Minimalismus-Tipps können mal mehr, mal weniger leicht umgesetzt werden. Als Belohnung winken mehr Zeit, mehr Freiheit, mehr Zufriedenheit und mehr finanzielle Unabhängigkeit.

Viel Spaß beim Stöbern und Erfolg beim Umsetzen! 

  1. Anstelle viel zu arbeiten, um viel zu konsumieren und viel zu träumen, kann man auch weniger arbeiten und weniger konsumieren, um seine Träume zu verwirklichen.
  2. Verlasse Dein Zuhause hin und wieder ohne Geldbeutel.
  3. Kennst Du schon das 5-Minuten-Entrümpeln? Dabei gehst Du mit einer Kiste durch Deine Wohnung und gibst alles, was Du nicht mehr benötigst, in die Kiste. Nach den fünf Minuten entscheidest Du, was Du verschenkst, spendest, verkaufst und entsorgst. Das 5-Minuten-Entrümpeln kann täglich wiederholt werden, bis die Kiste leer bleibt.
  4. Lass Dich von Tieren inspirieren. Sie können das, was uns oft schwer fällt: Nur das zum Überleben nötige tun, sich und die Umwelt schonen, dösen und herumtollen.
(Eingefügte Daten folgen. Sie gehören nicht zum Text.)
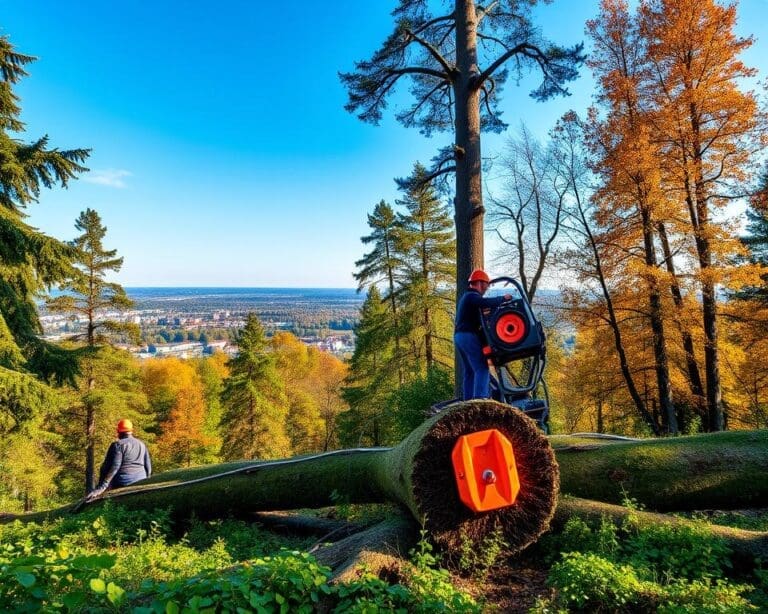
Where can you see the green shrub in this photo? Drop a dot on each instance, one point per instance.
(588, 582)
(676, 551)
(478, 559)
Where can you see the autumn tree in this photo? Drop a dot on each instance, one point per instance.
(457, 63)
(30, 261)
(710, 129)
(253, 398)
(88, 296)
(212, 371)
(183, 440)
(313, 382)
(527, 214)
(626, 159)
(593, 258)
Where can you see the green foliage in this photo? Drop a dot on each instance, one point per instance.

  5. Drück Dich kurz und klar aus. Der österreichisch-britische Philosoph Karl Popper empfahl einmal: „Wer’s nicht einfach und klar sagen kann, der soll schweigen und weiterarbeiten, bis er’s klar sagen kann.“
  6. Warum fällt es uns oft so schwer, nach dem Entrümpeln die neu gewonnene Einfachheit und Aufgeräumtheit beizubehalten? Es liegt an einem Phänomen, das fast unmittelbar nach dem Entrümpeln folgt und ich als das schleichende Zurümpeln bezeichne. Wenn Dir dieses Phänomen bewusst ist, kannst Du es in Zukunft vermeiden.
  7. Minimalistisch zu leben, bedeutet auch sich vom Gedankenballast zu lösen. Wir trauen uns oft nicht, unsere Träume zu verwirklichen, weil wir von den schlimmsten Konsequenzen ausgehen.“Ich bin ein alter Mann und ich habe viel Schreckliches erlebt, doch das meiste davon ist nie eingetreten“, schrieb schon Mark Twain. Oft stehen wir uns also selbst im Weg. Wenn Du Deine Ängste definierst, verlieren sie an Wucht. Stelle Dir die folgenden Fragen: Was könnte Negatives passieren? Wie könnte ich den Schaden beheben? Was wird wahrscheinlich eintreten? Worauf warte ich? Dann stelle Dich Deinen Ängsten und verwirkliche Deine Träume.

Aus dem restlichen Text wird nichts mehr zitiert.